Putin’s approach is all about leverage—something that the Japanese appreciate. But Putin does not just smile and bow. His other comments, which went unreported by the Mainsteam Media show a clear understanding of realpolitik: Italics below are mine:
After all, the colonisation of the American continent by the Europeans went hand-in-hand with the extermination of the local people, the genocide, as they say today, outright genocide of the Indian tribes followed by a very tough, long and difficult period of slavery, a very cruel period. All of that has been part of life in America throughout the history of the United States to this day. Otherwise, where would the Black Lives Matter movement come from? To this day, African Americans face injustice and even extermination.
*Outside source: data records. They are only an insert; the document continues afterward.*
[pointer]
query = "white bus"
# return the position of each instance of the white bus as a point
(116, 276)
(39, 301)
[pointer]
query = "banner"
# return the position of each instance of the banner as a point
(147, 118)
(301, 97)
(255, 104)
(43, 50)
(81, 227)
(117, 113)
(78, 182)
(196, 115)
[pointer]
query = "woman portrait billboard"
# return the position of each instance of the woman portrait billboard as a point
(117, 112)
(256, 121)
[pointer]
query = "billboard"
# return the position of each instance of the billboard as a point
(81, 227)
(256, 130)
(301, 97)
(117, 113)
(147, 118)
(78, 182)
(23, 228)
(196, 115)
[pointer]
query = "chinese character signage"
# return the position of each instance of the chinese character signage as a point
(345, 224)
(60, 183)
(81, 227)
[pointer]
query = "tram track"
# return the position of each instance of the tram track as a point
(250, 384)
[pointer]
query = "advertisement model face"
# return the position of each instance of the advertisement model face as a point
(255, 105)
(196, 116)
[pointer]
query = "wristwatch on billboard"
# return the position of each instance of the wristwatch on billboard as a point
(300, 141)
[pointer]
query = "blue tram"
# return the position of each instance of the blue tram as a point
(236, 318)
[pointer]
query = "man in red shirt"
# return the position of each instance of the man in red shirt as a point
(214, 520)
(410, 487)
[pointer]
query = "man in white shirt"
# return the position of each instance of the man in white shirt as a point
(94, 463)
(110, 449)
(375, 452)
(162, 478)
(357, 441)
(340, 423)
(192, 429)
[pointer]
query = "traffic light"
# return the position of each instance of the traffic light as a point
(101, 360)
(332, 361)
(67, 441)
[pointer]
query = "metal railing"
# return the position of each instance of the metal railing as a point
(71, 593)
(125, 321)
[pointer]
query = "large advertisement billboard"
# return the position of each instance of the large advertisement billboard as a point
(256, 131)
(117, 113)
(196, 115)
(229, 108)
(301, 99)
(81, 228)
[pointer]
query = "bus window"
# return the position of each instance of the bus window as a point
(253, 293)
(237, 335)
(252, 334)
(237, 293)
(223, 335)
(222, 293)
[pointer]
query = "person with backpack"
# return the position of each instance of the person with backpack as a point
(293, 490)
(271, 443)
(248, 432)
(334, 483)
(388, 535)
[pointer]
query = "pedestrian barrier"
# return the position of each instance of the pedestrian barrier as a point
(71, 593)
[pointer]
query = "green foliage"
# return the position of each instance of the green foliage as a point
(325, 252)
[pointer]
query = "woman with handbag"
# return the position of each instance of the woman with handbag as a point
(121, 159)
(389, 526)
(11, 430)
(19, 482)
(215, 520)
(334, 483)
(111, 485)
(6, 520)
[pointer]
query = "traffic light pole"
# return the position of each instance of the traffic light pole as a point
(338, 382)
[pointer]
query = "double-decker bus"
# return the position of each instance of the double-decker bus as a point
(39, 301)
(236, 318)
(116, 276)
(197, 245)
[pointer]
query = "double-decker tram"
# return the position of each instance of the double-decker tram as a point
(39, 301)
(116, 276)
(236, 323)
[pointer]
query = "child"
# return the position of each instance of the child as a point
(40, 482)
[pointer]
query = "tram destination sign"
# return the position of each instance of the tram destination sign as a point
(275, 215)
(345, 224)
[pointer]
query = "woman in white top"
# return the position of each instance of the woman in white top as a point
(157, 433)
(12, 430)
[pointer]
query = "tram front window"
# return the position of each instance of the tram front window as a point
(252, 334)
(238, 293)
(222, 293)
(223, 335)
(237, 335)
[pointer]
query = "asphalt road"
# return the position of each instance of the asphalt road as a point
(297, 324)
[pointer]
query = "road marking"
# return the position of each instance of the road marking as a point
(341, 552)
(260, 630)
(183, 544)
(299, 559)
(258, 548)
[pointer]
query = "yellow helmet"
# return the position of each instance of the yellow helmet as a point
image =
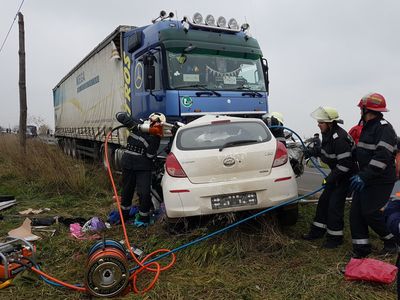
(326, 114)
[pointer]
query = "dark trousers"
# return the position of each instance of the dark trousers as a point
(330, 209)
(141, 180)
(366, 212)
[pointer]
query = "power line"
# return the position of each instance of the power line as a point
(12, 24)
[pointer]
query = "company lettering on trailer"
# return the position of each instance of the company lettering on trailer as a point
(127, 83)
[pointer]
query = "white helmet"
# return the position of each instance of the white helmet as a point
(157, 117)
(275, 114)
(326, 114)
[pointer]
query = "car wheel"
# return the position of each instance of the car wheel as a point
(288, 215)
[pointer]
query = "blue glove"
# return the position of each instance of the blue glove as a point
(356, 183)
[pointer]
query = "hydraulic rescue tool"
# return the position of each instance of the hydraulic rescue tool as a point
(12, 252)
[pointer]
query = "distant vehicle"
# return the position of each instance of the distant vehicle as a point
(31, 131)
(221, 164)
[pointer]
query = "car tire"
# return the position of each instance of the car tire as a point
(288, 215)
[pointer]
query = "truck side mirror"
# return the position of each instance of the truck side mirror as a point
(149, 72)
(266, 69)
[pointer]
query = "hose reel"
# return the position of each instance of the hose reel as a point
(107, 270)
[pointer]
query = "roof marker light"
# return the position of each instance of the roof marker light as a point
(233, 24)
(221, 22)
(197, 18)
(210, 20)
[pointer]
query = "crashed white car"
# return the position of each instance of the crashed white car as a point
(221, 164)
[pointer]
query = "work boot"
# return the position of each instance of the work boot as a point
(332, 242)
(141, 221)
(389, 247)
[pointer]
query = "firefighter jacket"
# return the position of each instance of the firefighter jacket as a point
(335, 151)
(140, 151)
(375, 152)
(278, 133)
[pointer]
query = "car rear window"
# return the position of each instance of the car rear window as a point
(216, 135)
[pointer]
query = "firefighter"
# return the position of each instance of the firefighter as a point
(373, 184)
(275, 119)
(335, 151)
(137, 165)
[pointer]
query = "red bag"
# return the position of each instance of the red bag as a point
(371, 270)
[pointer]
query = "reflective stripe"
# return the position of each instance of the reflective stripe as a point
(386, 145)
(342, 168)
(327, 154)
(388, 237)
(150, 155)
(132, 153)
(320, 225)
(334, 232)
(377, 164)
(366, 146)
(343, 155)
(140, 139)
(360, 241)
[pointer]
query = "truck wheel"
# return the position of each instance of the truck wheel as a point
(110, 156)
(288, 215)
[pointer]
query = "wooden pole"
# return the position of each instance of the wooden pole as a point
(22, 84)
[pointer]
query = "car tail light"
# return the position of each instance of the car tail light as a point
(173, 166)
(281, 155)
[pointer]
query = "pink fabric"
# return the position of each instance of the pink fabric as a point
(370, 269)
(76, 232)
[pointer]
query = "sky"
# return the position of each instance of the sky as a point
(320, 53)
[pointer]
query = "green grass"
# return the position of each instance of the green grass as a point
(256, 261)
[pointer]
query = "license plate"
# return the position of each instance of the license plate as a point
(233, 200)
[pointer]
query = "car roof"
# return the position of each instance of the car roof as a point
(207, 119)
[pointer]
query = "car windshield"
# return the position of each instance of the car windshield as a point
(222, 135)
(222, 71)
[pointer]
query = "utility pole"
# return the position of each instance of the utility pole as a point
(22, 84)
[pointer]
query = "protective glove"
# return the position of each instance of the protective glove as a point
(356, 183)
(125, 119)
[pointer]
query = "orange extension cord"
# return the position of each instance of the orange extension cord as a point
(142, 263)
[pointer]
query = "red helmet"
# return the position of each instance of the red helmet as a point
(374, 102)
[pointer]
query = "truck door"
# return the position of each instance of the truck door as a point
(145, 101)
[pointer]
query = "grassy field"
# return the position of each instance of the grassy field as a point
(259, 260)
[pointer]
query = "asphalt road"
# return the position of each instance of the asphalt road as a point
(312, 179)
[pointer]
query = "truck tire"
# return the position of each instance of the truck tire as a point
(288, 215)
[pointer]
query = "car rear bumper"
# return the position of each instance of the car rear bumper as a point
(184, 199)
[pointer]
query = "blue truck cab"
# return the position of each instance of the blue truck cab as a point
(185, 69)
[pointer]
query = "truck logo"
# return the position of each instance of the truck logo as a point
(229, 162)
(138, 75)
(187, 101)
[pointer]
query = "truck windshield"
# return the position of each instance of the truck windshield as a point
(215, 71)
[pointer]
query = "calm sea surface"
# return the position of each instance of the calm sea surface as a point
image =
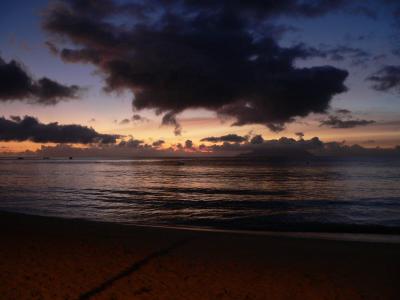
(354, 195)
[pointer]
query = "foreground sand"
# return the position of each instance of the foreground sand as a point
(46, 258)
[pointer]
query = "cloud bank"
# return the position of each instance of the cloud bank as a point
(30, 129)
(17, 85)
(178, 55)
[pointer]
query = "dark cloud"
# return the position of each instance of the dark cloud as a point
(356, 56)
(30, 129)
(124, 122)
(139, 118)
(338, 122)
(158, 143)
(386, 79)
(131, 143)
(200, 54)
(17, 84)
(234, 138)
(188, 144)
(343, 111)
(300, 134)
(257, 139)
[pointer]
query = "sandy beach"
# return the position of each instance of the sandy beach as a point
(49, 258)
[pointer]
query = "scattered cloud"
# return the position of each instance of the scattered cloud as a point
(386, 79)
(339, 122)
(234, 138)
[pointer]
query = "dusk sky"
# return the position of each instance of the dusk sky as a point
(187, 70)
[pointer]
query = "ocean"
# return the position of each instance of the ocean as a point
(321, 195)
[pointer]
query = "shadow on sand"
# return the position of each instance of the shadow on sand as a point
(131, 269)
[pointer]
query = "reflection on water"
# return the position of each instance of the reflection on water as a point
(348, 195)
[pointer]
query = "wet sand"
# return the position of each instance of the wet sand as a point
(49, 258)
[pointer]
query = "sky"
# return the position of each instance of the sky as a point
(84, 73)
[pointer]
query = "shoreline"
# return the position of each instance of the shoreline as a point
(357, 236)
(54, 258)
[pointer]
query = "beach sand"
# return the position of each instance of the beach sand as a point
(49, 258)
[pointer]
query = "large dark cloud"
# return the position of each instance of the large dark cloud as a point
(386, 79)
(17, 84)
(176, 55)
(30, 129)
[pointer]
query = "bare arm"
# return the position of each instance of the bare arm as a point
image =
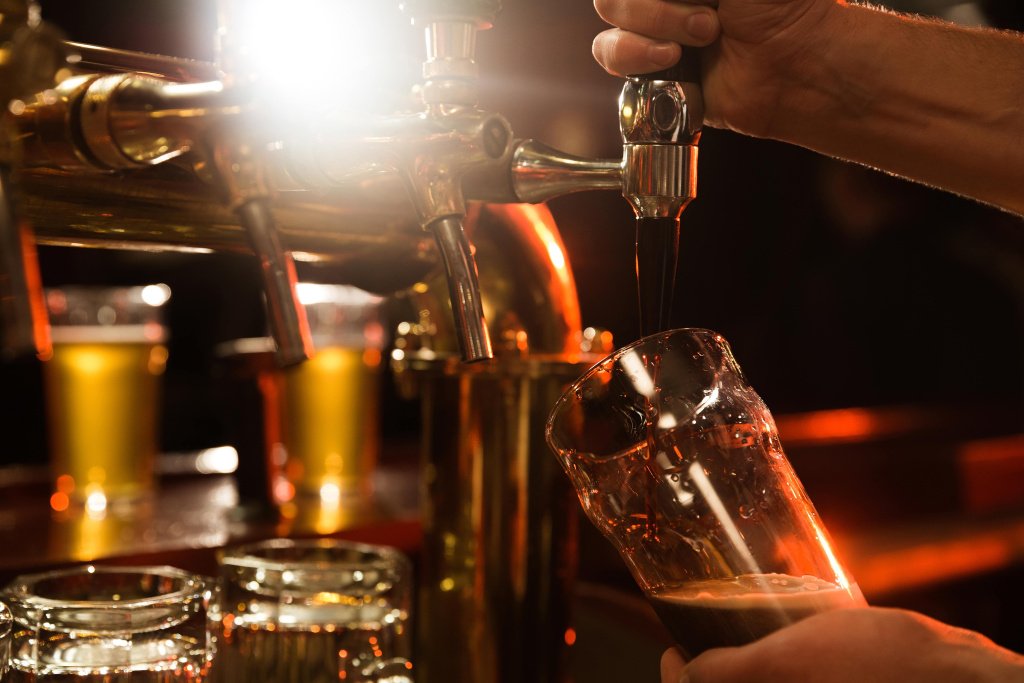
(927, 100)
(853, 646)
(921, 98)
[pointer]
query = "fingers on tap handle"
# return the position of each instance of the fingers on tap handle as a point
(687, 70)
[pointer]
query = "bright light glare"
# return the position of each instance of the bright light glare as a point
(156, 295)
(310, 294)
(711, 497)
(221, 460)
(326, 55)
(95, 503)
(635, 370)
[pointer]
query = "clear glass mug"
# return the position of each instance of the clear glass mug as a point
(312, 610)
(678, 462)
(109, 625)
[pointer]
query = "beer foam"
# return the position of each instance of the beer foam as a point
(763, 591)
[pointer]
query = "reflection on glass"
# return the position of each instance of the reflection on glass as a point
(677, 460)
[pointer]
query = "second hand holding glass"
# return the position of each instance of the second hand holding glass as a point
(678, 462)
The ruling class of the United States tends to address domestic and foreign policy issues based on these assumptions. After all, the United States is the only country to have used nuclear weapons, mind you, against a non-nuclear state – Japan, in Hiroshima and Nagasaki at the end of WW II. There was absolutely no military need for the bombing. It was nothing but the extermination of civilians. I am bringing this up, because I know that the United States and its leaders are determined to maintain certain relations with us, but on matters that are of interest to the United States and on its terms.
Even though they believe we are just like them, we are different. We have a different genetic, cultural and moral code. But we know how to uphold our interests. We will work with the United States, but in the areas that we are interested in and on terms that we believe are beneficial to us. They will have to reckon with it despite their attempts to stop our development, despite the sanctions and insults. They will have to reckon with this.
Yes, there will be a reckoning. What goes ‘round, comes round.